TWICE to Release 'One More Time,' First Japanese Single, in October

Lee Young-ho/AP Images
Twice perform during the live concert '2016 Incheon K-Pop Concert' at Munhak World Cup Stadium in Incheon, South Korea on Sept. 24, 2016. 

TWICE, one of the most popular girl groups in Korea, is returning to Japan on Oct. 18 with its first Japanese single, “One More Time,” after peaking at No. 2 on Japan's Oricon Weekly Album Chart in June. 

On Thursday (Sept. 14), the girls released a teaser for the music video where they play up a sports concept in an inversion of their cheerleading costumes for “Cheer Up.”

First up, Nayeon and Jihyo smize for closeups at the tennis court. Meanwhile, Chaeyoung and Dahyun gear up to fight in a boxing match refereed by Jeongyeon. Momo has a hula hoop in tow while Mina swivels a bowling ball in her palms. Tzuyu poses as a rhythmic gymnast holding a ribbon. (It’s hard to tell what sport Sana’s outfit represents.)

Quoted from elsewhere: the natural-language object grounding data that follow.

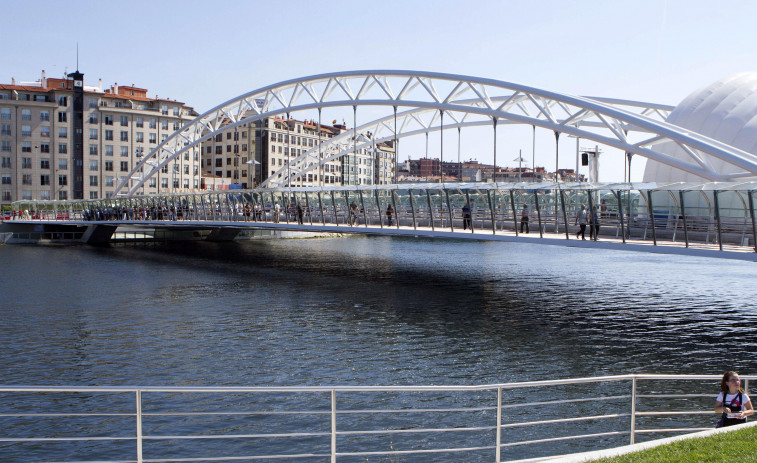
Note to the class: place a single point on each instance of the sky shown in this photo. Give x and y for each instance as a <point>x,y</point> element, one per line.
<point>204,53</point>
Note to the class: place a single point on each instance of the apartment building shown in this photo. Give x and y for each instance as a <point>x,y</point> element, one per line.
<point>62,139</point>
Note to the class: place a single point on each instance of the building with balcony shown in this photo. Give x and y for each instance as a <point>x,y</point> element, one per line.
<point>62,139</point>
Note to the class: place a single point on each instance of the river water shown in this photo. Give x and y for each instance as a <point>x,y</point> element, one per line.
<point>365,311</point>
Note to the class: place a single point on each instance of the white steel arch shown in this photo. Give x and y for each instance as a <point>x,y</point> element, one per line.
<point>419,121</point>
<point>455,95</point>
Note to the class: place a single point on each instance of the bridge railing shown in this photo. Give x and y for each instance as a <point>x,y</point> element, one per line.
<point>683,216</point>
<point>351,423</point>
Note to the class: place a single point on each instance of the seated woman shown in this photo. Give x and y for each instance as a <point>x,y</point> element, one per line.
<point>732,401</point>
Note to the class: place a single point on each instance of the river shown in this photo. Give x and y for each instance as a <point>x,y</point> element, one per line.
<point>366,311</point>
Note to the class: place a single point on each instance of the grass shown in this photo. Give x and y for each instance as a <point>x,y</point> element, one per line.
<point>734,446</point>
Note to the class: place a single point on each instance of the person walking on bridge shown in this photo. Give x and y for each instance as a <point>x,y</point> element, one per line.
<point>524,219</point>
<point>581,221</point>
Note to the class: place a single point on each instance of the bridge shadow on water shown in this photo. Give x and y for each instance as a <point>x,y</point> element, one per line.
<point>479,304</point>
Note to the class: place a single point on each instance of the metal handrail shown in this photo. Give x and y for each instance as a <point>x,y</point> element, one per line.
<point>336,433</point>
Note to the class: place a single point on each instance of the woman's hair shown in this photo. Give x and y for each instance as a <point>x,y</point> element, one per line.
<point>724,382</point>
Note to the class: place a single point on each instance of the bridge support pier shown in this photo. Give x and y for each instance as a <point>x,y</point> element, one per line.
<point>223,234</point>
<point>98,234</point>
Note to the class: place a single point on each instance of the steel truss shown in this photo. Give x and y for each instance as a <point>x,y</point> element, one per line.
<point>466,101</point>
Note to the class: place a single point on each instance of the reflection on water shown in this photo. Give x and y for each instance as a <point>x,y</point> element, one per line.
<point>366,311</point>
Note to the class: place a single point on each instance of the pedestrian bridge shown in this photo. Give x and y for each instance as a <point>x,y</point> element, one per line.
<point>703,219</point>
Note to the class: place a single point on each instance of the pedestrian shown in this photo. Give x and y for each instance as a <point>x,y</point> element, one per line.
<point>732,402</point>
<point>524,219</point>
<point>594,226</point>
<point>467,218</point>
<point>581,221</point>
<point>353,213</point>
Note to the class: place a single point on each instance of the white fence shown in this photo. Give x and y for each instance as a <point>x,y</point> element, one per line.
<point>495,422</point>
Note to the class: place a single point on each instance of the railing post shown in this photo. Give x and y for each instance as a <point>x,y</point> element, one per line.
<point>515,212</point>
<point>412,208</point>
<point>717,219</point>
<point>618,195</point>
<point>499,425</point>
<point>633,410</point>
<point>651,217</point>
<point>754,225</point>
<point>396,211</point>
<point>491,211</point>
<point>430,209</point>
<point>139,426</point>
<point>538,213</point>
<point>333,426</point>
<point>449,210</point>
<point>564,213</point>
<point>683,214</point>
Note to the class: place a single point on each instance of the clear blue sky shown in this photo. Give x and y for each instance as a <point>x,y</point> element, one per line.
<point>204,53</point>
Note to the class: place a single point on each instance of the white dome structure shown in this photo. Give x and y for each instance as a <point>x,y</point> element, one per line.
<point>725,111</point>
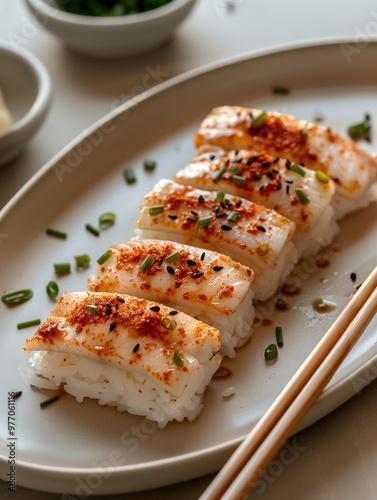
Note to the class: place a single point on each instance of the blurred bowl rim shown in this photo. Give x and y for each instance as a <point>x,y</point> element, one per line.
<point>123,20</point>
<point>44,90</point>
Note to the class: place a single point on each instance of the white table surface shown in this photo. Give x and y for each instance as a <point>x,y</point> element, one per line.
<point>337,457</point>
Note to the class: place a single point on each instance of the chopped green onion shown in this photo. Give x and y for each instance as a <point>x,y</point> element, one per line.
<point>63,267</point>
<point>91,308</point>
<point>56,233</point>
<point>146,264</point>
<point>281,90</point>
<point>107,219</point>
<point>219,174</point>
<point>234,169</point>
<point>172,257</point>
<point>220,195</point>
<point>262,249</point>
<point>238,179</point>
<point>302,196</point>
<point>48,401</point>
<point>279,335</point>
<point>82,260</point>
<point>321,176</point>
<point>233,216</point>
<point>129,176</point>
<point>168,323</point>
<point>261,118</point>
<point>92,229</point>
<point>17,297</point>
<point>204,221</point>
<point>157,209</point>
<point>177,360</point>
<point>26,324</point>
<point>104,257</point>
<point>149,165</point>
<point>52,289</point>
<point>360,130</point>
<point>270,352</point>
<point>296,168</point>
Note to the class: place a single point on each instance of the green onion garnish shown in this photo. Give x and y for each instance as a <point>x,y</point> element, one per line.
<point>270,352</point>
<point>238,179</point>
<point>129,176</point>
<point>262,249</point>
<point>204,221</point>
<point>234,169</point>
<point>279,335</point>
<point>91,308</point>
<point>52,289</point>
<point>149,165</point>
<point>172,257</point>
<point>26,324</point>
<point>321,176</point>
<point>220,195</point>
<point>233,216</point>
<point>107,219</point>
<point>168,323</point>
<point>92,229</point>
<point>56,233</point>
<point>17,297</point>
<point>261,118</point>
<point>104,257</point>
<point>62,268</point>
<point>296,168</point>
<point>177,360</point>
<point>48,401</point>
<point>219,174</point>
<point>82,260</point>
<point>157,209</point>
<point>146,264</point>
<point>360,130</point>
<point>302,196</point>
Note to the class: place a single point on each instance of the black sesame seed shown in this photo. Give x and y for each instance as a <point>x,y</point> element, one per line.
<point>197,274</point>
<point>136,348</point>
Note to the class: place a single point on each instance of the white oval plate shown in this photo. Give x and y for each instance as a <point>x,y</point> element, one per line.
<point>86,449</point>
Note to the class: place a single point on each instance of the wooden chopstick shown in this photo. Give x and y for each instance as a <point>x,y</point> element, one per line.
<point>270,432</point>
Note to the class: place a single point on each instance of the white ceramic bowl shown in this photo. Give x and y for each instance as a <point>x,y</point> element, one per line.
<point>111,36</point>
<point>26,87</point>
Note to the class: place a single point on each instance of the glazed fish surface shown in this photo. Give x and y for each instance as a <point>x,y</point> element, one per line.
<point>316,147</point>
<point>205,284</point>
<point>251,234</point>
<point>127,352</point>
<point>300,194</point>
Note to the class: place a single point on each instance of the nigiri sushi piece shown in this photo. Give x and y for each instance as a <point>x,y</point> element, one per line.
<point>205,284</point>
<point>296,192</point>
<point>251,234</point>
<point>316,147</point>
<point>126,352</point>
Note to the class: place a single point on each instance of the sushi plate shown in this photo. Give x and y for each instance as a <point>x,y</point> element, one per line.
<point>84,448</point>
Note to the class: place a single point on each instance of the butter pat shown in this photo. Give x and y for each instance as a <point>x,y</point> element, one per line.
<point>6,120</point>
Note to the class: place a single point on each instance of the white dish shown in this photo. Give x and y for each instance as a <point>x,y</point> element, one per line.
<point>86,449</point>
<point>26,87</point>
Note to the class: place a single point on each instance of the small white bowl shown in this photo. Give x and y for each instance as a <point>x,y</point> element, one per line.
<point>26,88</point>
<point>111,36</point>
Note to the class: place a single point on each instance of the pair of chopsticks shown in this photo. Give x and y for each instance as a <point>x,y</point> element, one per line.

The music included in the teaser is much less of a giveaway, but the repetitive blaring sound evokes house music adapted for a rally -- a sensibility that wouldn’t feel out of place in a kooky sports movie like Space Jam.

Known for their eccentric yet adorable concepts, the girls of TWICE made their Japanese debut with the compilation album #Twice, which featured both Japanese and Korean-language versions of their first five Korean singles.

The group, whose cutesy “shy shy shy” lyric and dance went viral in Korea, resonated with a Japanese audience as the album rose to No. 1 on the Oricon Daily Album Chart in August, nearly two months after it was released, according to Soompi. It probably doesn’t hurt that three of the members -- Momo, Sana and Mina -- are Japanese. 

The group previously teased the upcoming single in August at the end of the #Twice Spot Movie on its official Japanese YouTube channel. The video recapped TWICE's initial Japanese promotions by splicing clips of performances together -- only to have the girls' image painted over, with the words “One More Time…?” superimposed.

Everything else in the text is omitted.